Tambien pense usar un 555 pero no se como hacer para que el disparador de este sea la falta de alimentacion del encendedor. Se que el 555 enciende con la caida de la tencion en un 1/3 de la pata dos el trigger. Pero como podria hacer que se dispare cuando se corta la alimentacion del encendedor? como transformar esto en un pulso negativo ?  estoy perdidisimo


----------



## DOSMETROS (Jun 28, 2012)

Probaaaaaaaaaaa !

Podés hacer un juntadero de capacitores en paralelo , las fuentes de PC tienen montones de 1.000 uF x 16 V


----------



## fedex (Jun 28, 2012)

tengo como 5 capacitores de 4700uf que compre para el ultimo fracaso que tuve con la electronica. (intente armar un ampli mono con el tda1562q) creo que son de 25v me serviran? si pregunto antes de probar es porque no soy un genio y estudio programacion! creo que postie en el foro correcto, principiantes .. no ? XD


----------



## DOSMETROS (Jun 28, 2012)

Si si , sirven , dale para adelante nomás


----------



## fedex (Jun 29, 2012)

Gracias DOSMETROS!

Hace ya algunos dias que vengo probando los circuitos (antes que comprar todo y quemarlo como hice la ultima vez) estoy usando el crocodile clips y si bien es super simple es con el que mejor me llevo (tambien probe multisism, pero hay muchas herramientas que todabia no se usar).

Aca subo las simulaciones con el crocodile:

http://imageshack.us/photo/my-images/411/sinttulo3l.jpg/

Como veras use leds en paralelo para simular el gasto que lleva un rele pequeño de 12v (40miliamperes segun estuve googleando, puede ser?) porque siempre que pongo reles en cualquier simulacion me estallan :enfadado: y no se porque! Aca esta la prueba:

http://imageshack.us/photo/my-images/834/estalla.jpg/

Si observas el diodo que esta antes de los capacitores esta en gris, eso es porque tambien estalla pero solo cuando los capacitores estan totalmente descargados y enciendo el interruptor, en la carga inicial digamos. Pero si los capacitores se encuentran con un poco de carga, y enciendo el interruptor el diodo no estalla. Lo mismo pasa con el rele, mientras lo use con la carga de los capacitores no revienta, el tema es cuando activo el circuito.
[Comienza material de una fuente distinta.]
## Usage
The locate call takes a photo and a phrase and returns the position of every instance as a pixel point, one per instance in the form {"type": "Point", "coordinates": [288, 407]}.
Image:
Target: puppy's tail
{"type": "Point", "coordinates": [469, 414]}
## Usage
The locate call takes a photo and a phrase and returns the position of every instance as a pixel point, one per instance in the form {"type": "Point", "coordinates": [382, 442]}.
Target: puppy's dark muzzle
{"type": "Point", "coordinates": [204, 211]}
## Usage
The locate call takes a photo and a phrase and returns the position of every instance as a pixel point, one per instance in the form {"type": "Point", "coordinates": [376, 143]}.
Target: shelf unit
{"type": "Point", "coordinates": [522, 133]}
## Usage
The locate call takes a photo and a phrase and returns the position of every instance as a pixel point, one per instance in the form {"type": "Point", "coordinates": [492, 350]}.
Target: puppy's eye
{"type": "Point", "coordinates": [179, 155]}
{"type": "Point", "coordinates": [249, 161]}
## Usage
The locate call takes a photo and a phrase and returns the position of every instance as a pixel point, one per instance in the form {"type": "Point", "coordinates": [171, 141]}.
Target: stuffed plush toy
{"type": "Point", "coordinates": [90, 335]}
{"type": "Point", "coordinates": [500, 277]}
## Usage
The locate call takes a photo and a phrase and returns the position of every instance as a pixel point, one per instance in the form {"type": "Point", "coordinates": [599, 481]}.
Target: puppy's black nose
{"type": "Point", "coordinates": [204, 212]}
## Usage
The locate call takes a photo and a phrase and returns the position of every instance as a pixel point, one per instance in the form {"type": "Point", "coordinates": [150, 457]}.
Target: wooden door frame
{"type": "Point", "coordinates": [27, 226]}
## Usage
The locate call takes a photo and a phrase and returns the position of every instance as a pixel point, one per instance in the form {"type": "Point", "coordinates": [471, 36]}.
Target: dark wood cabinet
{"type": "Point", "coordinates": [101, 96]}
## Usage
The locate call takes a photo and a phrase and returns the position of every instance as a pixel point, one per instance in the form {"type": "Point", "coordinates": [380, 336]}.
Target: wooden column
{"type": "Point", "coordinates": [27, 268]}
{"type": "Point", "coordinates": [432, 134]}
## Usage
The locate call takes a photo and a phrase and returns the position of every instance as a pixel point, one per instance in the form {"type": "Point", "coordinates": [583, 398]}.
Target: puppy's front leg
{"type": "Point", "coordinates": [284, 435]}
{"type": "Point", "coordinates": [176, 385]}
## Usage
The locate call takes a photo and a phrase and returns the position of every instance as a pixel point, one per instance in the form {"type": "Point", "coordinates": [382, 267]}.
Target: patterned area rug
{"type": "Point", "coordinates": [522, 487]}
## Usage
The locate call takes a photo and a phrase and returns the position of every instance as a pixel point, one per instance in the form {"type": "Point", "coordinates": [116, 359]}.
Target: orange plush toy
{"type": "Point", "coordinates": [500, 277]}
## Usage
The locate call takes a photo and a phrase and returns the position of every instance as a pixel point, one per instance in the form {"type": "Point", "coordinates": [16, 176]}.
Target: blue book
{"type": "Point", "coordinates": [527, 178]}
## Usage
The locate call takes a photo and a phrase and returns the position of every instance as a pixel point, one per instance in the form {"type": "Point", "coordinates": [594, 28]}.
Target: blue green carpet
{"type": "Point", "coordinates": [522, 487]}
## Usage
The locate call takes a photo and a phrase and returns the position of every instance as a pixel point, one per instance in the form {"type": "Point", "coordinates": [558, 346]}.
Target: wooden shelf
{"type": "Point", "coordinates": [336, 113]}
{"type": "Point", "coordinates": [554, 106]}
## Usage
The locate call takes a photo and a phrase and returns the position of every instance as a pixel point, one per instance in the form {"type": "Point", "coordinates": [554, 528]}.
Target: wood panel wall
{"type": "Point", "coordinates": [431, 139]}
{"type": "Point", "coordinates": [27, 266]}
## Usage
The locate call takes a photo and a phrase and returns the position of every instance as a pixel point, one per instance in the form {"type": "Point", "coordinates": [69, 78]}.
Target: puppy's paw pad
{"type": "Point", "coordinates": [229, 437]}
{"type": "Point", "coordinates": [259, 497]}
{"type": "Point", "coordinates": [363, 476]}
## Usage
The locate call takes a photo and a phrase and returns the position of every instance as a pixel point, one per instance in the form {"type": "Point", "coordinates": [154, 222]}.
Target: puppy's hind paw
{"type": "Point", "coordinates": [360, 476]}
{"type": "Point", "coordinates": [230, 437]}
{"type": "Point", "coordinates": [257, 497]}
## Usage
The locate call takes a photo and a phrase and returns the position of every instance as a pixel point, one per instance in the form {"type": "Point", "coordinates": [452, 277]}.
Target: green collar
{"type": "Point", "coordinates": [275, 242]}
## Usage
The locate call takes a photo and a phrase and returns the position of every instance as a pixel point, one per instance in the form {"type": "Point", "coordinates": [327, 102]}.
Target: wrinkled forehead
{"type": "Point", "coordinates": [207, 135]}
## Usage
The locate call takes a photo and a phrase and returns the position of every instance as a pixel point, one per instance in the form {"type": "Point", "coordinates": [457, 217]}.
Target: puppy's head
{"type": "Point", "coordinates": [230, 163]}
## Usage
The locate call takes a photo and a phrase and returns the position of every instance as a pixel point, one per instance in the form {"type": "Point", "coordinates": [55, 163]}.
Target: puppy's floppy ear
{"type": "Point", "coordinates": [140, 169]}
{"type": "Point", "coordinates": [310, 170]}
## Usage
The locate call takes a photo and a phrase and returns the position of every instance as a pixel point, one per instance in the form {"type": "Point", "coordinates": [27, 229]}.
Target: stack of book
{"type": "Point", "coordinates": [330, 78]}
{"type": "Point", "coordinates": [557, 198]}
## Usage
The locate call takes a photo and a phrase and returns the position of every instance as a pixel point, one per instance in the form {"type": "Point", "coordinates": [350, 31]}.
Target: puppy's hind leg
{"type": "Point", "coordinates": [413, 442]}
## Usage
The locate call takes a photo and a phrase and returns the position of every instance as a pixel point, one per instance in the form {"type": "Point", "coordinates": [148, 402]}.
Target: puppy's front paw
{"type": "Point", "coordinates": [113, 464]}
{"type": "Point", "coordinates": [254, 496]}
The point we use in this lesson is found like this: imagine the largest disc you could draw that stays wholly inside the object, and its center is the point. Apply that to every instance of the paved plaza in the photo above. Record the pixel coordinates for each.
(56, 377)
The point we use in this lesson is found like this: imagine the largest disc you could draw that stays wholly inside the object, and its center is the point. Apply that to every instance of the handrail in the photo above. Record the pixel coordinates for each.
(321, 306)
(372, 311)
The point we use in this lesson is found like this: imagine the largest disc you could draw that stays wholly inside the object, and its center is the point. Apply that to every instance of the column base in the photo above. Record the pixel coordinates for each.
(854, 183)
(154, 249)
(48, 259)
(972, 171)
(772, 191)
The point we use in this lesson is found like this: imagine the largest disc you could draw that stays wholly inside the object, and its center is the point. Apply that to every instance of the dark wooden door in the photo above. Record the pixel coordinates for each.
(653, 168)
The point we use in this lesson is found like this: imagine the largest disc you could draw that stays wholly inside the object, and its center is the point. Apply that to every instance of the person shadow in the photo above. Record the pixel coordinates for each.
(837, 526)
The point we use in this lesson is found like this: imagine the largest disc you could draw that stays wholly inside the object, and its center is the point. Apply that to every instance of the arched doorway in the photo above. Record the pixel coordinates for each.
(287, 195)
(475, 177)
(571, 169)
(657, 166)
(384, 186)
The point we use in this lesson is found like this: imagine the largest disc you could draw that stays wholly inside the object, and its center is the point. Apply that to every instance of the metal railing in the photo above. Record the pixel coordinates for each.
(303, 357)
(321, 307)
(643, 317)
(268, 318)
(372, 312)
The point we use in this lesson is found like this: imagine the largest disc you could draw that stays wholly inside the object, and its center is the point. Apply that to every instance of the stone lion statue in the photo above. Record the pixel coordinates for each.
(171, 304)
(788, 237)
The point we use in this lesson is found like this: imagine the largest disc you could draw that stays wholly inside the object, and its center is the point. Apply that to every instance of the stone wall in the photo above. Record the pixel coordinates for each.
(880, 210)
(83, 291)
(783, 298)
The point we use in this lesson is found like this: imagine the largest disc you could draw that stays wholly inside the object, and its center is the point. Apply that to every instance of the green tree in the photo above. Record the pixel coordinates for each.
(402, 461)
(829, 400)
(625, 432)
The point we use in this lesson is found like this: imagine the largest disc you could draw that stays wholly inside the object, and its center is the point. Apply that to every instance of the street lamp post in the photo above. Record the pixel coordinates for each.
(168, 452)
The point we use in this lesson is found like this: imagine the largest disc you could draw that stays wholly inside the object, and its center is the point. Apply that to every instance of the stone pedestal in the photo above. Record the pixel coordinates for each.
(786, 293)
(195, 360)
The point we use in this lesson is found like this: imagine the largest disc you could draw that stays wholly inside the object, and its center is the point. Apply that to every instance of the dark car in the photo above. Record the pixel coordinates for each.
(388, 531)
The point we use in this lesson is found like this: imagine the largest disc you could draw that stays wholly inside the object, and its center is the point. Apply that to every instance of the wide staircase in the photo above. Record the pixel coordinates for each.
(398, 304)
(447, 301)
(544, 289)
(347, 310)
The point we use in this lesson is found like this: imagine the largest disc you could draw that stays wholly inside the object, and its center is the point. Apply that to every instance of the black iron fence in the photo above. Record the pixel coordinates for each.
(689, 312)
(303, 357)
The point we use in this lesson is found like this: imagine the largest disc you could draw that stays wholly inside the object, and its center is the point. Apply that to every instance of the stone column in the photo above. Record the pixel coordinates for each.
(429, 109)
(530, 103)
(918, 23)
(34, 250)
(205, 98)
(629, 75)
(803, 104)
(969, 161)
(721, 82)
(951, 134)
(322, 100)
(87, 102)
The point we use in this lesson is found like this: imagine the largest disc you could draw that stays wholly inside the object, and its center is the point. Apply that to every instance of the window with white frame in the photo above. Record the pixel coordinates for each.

Este es el cartel que indica el "porque" estallo el rele:
http://imageshack.us/photo/my-images/708/cartelreemplazorele.jpg/


Y este otro alerta aparece indicando porque estallo el diodo:
http://imageshack.us/photo/my-images/525/cartelreemplazodiodo.jpg/


Cronometre el tiempo y me dio unos 11 minutos con los leds, con el rele no pude probarlo porque siempre revienta. Aunque todabia no este listo tengo que confesar que estoy muy contento creo que es en el primer circuito que meto mano y logro mas o menos lo que quiero  podrian darme una mano para terminar de resolver estos pequeños "incinvenientes" ?


----------



## Gudino Roberto duberlin (Jun 29, 2012)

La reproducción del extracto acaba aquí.